2023年12月15日 1801号

【みるよむ(675)/2023年11月25日配信/イラクの性的少数者への人権侵害を/容認する政府・警察を告発】

 イラクでは性的少数者に対する社会的な攻撃が強まり、有名人を暗殺する事件が増えている。2023年10月、サナテレビはこの問題を取り上げた。

 現在、イラクは民主主義や基本的人権が保障されるようになったと言われている。しかし、性的少数者に対してはどうなのか。

 映像の冒頭、2018年に殺害されたモデルだった性的少数者タラ・ファレスさんを悼み、暗殺を非難するヌールBMさんの映像が流れる。タラ・ファレスさんは、オートバイに乗った犯人によって殺害された。また、ショーダンサーで長い金髪だったカラール・ヌーシさんも殺害された。

 今回の映像のアラビア語タイトルは「ヌールBMは『異質』であったために暗殺された」である。ヌールBMさんがソーシャルメディアに投稿した動画が、社会の反動勢力にとって気に食わなかったのだ。

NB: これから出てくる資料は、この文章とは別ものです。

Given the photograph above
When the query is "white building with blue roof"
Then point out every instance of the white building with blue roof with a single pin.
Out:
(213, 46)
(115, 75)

 性的少数者に対する襲撃、暗殺はオートバイが使われることが多いというが、ヌールさんの場合、犯人は配達員に変装して周辺を歩き回っていた。明らかに計画的な殺人だ。性的少数者を平然と暗殺する手口には怒りがわく。ところが、こうした人殺しに対し、街角やSNS上では「彼は死んで当然で、若者を、その心を毒する人間から救ってくれた配達員に心から感謝している」などのコメントが飛び交っているのだ。

迫害助長する警察当局

 警察当局も、おぞましい殺人事件についてまともな調査も行わず「犯罪を見て見ぬふりをしている」有様だ。サナテレビは、ヌールBMさんの殺害についても犯人不明で終了するだろうと予想している。これでは警察は犯罪を助長し、加担していると言うべきだろう。

 政府や警察は少数者に対する迫害と人権侵害を容認している。サナテレビは、すべての人権を守るために立ち上がろうと訴えている。